PS, the popular definition of the word vapor is “any vaporous matter.” In other words, if you spray water into the air with a high pressure pinhole sprayer, then in the popular sense of the word, those tiny droplets of water are a “vapor.” They’re a “vapor” even though they are actually liquid droplets. Throw a handful of photocopier toner across the room, and the room fills with black “vapor.” Great confusion arises when people believe that the term “water vapor” refers to very small droplets. Nope. It refers to a dry gas, and has nothing to do with suspended liquid droplets. (Ah, but sometimes when you cool a gas in the presence of nucleation centers, some suspended liquid droplets form.
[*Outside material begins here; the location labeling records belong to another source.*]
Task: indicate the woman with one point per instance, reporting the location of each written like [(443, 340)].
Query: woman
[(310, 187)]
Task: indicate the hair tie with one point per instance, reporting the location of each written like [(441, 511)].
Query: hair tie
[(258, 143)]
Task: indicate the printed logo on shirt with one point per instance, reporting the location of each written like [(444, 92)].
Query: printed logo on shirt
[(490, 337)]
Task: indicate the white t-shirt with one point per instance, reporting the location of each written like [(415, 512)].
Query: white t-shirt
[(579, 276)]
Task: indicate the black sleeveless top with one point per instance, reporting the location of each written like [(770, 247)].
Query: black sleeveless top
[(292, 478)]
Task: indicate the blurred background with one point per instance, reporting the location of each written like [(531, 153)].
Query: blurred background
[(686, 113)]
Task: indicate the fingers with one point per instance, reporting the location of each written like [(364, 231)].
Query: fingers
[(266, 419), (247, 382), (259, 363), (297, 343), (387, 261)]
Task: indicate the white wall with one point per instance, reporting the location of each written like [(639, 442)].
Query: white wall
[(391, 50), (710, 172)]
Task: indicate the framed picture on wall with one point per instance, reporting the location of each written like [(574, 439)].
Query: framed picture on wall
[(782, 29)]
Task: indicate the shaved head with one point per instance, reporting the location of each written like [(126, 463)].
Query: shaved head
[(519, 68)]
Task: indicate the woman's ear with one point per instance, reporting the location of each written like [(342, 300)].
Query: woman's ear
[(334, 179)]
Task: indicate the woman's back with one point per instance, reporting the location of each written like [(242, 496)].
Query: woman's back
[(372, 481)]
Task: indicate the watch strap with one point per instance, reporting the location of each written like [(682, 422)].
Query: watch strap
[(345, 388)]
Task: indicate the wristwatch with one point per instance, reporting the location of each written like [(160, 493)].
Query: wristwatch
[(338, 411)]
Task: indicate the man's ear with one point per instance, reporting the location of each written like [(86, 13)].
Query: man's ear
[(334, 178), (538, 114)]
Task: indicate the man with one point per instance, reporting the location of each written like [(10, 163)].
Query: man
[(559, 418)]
Arrg! Those droplets aren’t vapor, since they’re a liquid! The popular definition collides and mixes with the strict scientific definition, and nobody can pry them apart again.)
Thanks for all the responses. Looks like I’ve learned a few things here about the mysterious behavior of water. So can someone confirm the following?
Let’s say I have an oven set to 200 °C. I pump water into it, all the while maintaining the oven (and the inside walls) at 200 °C. Are you saying that, no matter how much water I pump into the oven, the water will be in the gas phase?
I have a piston and cylinder. I fill the chamber with air, then slowly compress it. Assuming the temperature remains at ambient, will water condense out of the air after I reach a certain pressure? Is this why water accumulates in the bottom of air compressors (and rusts them out)?
That depends on whether your oven is airtight. If it is not, then the gases and vapours inside will leak out, and the pressure will never rise above 1 atmosphere. But the saturated vapour pressure of water at 200 C is above one atmosphere, so you will never achieve a saturated vapour. Whatever water you introduce will boil away.
But if the oven is airtight (and therefore more of a pressure cooker) you will be able to achieve a situation with liquid water at 200 C in equilibrium with a high-pressure vapour (“live steam”).
Condensation depends on the partial pressure of the vapour, not the total pressure, but yes.
Here this evening the relative humity is 62% (the weather report just told me so). That means that the partial pressure of the water vapour in the air here now is 62% of the saturated vapour pressure of water at the prevailing temperature (which is 19.7 C). If I were to take a sample of the air in this room in an airtight cylinder, and use a piston to compress it to 62% of its original volume, but maintain its temperature of 19.7 C, I would raise the pressure in the cylinder to 1.613 atmospheres. I would also, incidentally, raise the pressure of the water vapour to satuartion point. Any further compression wouls induce condensation on nucleation sites and cool surfaces.